The depressed individual has a depleted sense of inner well-being and pride. Consequently, he or she must look to external sources for validation. This makes it difficult for the individual to make decisions; he or she fears the wrong decision might result in disapproval from others.

In an effort to please others and to win love and acceptance, the depression sufferer buries feelings of anger and annoyance. Wearing a mask of good will and gladness, he or she is unaware of how small angers are building and getting ready to erupt in a torrent of rage. Should this happen, the sudden outpouring of rage shocks everyone, including the sufferer.

Coming Forward

It is very difficult for many people to acknowledge the fact that they are feeling depressed. To add to this, medical doctors, employers, and teachers often fail to recognize the symptoms of this problem and, therefore, do not refer people to the mental health system for evaluation and treatment.
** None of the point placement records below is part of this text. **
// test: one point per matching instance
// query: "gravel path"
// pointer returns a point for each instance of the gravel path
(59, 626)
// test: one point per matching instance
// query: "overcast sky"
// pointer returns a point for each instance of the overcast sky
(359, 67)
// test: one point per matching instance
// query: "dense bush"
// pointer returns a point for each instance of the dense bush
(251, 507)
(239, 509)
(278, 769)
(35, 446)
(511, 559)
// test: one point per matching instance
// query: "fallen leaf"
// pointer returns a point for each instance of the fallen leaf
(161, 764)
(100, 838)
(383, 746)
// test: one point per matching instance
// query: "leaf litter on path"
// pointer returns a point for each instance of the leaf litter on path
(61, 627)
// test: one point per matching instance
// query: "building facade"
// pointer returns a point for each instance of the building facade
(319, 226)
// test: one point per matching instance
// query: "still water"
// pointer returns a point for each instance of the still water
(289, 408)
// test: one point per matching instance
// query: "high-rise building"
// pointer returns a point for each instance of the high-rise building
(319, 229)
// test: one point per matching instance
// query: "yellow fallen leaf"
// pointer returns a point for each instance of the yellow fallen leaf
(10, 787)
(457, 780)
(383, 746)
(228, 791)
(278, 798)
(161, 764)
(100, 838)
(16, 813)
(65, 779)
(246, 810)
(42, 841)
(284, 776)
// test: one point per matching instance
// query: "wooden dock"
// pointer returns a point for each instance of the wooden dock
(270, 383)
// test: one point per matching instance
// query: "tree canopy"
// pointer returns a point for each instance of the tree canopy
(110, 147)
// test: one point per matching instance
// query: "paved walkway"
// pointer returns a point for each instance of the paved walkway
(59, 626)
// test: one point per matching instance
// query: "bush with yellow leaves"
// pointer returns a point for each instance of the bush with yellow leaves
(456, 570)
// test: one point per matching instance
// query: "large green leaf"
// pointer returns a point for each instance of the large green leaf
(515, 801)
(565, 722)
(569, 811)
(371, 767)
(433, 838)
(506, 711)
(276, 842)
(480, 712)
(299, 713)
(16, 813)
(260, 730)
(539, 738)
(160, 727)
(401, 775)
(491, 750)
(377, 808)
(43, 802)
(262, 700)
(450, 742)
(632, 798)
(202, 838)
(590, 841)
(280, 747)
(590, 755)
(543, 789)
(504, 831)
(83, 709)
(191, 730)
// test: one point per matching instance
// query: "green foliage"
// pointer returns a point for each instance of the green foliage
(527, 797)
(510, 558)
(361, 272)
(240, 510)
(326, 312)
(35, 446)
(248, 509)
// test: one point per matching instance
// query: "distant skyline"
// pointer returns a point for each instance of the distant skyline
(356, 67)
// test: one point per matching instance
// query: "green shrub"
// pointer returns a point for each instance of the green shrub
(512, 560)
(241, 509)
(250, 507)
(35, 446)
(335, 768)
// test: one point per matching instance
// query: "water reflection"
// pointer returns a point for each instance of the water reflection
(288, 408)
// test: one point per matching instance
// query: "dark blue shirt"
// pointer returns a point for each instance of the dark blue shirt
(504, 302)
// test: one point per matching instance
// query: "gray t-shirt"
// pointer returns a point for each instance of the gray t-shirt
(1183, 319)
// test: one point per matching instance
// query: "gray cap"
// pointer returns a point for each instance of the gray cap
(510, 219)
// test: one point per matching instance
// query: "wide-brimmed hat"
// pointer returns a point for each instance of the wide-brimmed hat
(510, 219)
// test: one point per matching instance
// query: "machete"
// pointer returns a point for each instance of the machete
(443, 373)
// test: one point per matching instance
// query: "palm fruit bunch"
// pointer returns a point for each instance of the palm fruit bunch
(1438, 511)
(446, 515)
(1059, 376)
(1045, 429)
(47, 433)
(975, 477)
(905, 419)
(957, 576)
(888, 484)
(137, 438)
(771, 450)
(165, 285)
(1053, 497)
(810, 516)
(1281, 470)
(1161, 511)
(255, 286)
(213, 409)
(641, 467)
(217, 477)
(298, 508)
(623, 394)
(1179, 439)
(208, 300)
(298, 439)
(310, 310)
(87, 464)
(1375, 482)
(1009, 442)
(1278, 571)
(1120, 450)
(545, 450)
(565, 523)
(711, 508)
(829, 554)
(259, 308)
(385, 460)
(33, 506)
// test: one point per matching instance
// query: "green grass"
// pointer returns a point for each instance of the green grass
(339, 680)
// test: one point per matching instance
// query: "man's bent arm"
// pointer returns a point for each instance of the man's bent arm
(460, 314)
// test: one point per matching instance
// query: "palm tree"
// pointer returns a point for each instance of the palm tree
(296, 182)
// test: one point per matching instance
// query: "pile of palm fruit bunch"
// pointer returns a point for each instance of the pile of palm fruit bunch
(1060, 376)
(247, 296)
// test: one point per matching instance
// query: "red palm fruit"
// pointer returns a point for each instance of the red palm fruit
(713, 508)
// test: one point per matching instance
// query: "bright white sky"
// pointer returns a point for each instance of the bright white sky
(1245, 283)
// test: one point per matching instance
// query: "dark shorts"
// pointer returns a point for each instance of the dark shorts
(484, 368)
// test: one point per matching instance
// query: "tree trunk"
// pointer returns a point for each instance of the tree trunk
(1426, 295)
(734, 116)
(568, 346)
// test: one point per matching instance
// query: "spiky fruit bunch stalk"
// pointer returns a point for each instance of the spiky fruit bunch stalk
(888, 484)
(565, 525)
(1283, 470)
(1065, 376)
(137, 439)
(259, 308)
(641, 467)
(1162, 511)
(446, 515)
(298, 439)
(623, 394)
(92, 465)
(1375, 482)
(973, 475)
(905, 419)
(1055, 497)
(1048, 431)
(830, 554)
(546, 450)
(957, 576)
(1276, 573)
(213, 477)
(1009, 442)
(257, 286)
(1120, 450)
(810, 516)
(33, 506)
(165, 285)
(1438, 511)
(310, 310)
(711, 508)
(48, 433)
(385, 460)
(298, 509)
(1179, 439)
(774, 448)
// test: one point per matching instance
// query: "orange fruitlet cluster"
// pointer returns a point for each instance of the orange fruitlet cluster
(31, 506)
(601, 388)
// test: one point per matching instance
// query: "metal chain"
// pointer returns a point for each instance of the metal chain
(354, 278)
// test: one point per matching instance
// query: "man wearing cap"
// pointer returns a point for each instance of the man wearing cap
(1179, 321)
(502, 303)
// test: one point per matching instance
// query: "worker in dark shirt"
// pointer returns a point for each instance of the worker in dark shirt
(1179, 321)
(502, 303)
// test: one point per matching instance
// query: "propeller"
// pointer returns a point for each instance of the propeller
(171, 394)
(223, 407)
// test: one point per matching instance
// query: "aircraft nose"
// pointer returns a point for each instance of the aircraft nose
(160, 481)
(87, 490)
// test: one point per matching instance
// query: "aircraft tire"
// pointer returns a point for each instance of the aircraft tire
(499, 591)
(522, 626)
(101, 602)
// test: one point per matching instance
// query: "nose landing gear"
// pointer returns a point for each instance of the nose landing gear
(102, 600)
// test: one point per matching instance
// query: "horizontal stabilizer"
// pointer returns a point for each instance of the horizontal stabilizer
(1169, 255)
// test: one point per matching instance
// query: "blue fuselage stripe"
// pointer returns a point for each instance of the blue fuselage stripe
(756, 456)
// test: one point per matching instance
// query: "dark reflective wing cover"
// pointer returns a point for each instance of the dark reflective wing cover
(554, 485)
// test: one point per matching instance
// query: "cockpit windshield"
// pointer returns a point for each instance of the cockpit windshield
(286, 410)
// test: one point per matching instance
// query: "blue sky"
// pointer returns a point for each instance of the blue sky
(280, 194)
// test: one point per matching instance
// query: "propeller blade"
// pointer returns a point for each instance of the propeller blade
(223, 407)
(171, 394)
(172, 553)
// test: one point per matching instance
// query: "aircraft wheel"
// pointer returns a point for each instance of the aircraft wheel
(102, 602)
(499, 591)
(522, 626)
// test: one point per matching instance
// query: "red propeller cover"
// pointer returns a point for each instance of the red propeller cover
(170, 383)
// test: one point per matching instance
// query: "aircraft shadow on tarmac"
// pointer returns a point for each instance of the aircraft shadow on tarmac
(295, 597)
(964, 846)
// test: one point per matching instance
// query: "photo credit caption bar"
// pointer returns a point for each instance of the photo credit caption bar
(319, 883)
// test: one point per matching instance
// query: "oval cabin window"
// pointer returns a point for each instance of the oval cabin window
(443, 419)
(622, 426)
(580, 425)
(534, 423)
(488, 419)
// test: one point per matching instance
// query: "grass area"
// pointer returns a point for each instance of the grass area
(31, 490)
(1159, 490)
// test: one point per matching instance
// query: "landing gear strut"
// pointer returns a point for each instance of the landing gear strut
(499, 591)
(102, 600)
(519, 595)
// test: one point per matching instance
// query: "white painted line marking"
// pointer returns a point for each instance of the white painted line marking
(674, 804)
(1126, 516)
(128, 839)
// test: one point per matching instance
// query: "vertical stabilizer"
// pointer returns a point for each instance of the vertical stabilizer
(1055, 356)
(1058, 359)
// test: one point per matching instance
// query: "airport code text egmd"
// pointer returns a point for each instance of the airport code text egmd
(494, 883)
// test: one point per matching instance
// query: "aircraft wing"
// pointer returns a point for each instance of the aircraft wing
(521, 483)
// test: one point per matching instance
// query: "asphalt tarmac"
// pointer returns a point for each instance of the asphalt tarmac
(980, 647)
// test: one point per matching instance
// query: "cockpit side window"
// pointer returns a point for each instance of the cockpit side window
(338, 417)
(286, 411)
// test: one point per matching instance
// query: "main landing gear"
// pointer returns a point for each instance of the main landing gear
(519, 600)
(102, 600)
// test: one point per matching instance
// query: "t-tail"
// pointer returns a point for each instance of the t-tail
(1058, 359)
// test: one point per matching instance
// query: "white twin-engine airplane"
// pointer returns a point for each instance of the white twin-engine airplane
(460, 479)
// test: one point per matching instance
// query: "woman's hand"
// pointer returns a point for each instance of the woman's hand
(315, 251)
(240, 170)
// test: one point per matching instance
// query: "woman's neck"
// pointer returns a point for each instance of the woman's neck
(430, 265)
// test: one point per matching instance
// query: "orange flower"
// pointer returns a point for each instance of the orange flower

The stereotyped view is that depression is a sign of weakness and that seeking help marks one as “crazy.” Consequently, people experience profound feelings of shame associated with this illness, along with a lack of empathy on the part of family and friends. People would rather deny their depression and engage in drinking and drug use than to admit experiencing it and seeking help.

This issue is of particular relevance to men. National statistics indicate that many more women than men suffer from depression. And yet, because men are taught from their earliest years to hide their deeper feelings and to be “tough” and independent, it is probable that depression in men is underdiagnosed and underreported. Acknowledging the need for help of any kind may be experienced as a loss of face. “Masculine” aggression does, however, provide a sad counterpoint when it comes to depression, for while many more women than men attempt suicide during a depressive phase, men tend to choose more lethal means and, therefore, succeed more often in killing themselves.